No sé por qué escribo teatro. Debería retroceder en mi memoria (y no soy muy bueno en ello) para buscar la razón que un día me hizo coger una libreta e irme a Salou para escribir mi primera obra de teatro a la vez que vivía mi juventud.
Puede haber influido las veces que de adolescente asistí en Almansa al Regio o al Principal, casi siempre con mis tíos Carlos y Cristi. No recuerdo ninguna obra en concreto, pero asistí a varias funciones de teatro aficionado o de grandes conocidos como el Brujo o Yllana. Ahí puede estar la razón.
Aunque también puede estar entre los bastidores del salón de actos en el que ensayábamos y estrenábamos obras en el Colegio Mayor Ysabel la Católica, de Granada. O años antes, en esa versión de Bajarse al moro que estrenamos con el objetivo de recaudar fondos para construir pozos en África. ¿Qué fue antes, el huevo o la gallina? ¿Me aficioné a escribir teatro por mis pinitos como actor o de mis pinitos como autor porque ya me había picado el gusanillo de escribir teatro? Difícil respuesta.
Lo cierto es que son ya dos obras de teatro las que he escrito: la primera, para demostrarme a mí mismo que podía hacerlo; la segunda, un encargo al que no podía decir no.

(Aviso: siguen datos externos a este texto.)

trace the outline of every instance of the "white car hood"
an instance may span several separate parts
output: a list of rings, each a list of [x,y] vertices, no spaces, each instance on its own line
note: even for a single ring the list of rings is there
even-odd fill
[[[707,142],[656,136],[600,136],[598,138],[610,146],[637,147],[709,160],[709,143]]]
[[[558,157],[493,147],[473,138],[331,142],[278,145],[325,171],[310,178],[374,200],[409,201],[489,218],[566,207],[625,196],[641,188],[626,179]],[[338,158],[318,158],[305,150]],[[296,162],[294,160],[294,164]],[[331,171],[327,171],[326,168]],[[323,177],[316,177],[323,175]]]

Cuando escribes un poema o un cuento, apenas tienes la oportunidad de observar el efecto de tus palabras en la gente. En cambio, con el teatro, puedes convertirte en espectador de tus espectadores. Y no tiene precio.
Y me gusta. Me gusta sentir que el público se ríe en los momentos cómicos. Me encanta espiar a su silencio, a las palabras que inventé (que sentí) y que un actor moldea, cambia, precisa y hasta a veces confunde, después de que otra voz y otro corazón (los del director) hayan interpretado mis ideas.
Quede este espacio como recuerdo de las obras que he tenido la inquietud de escribir y la suerte de ver estrenadas; también como repositorio de las ideas en las que ande trabajando.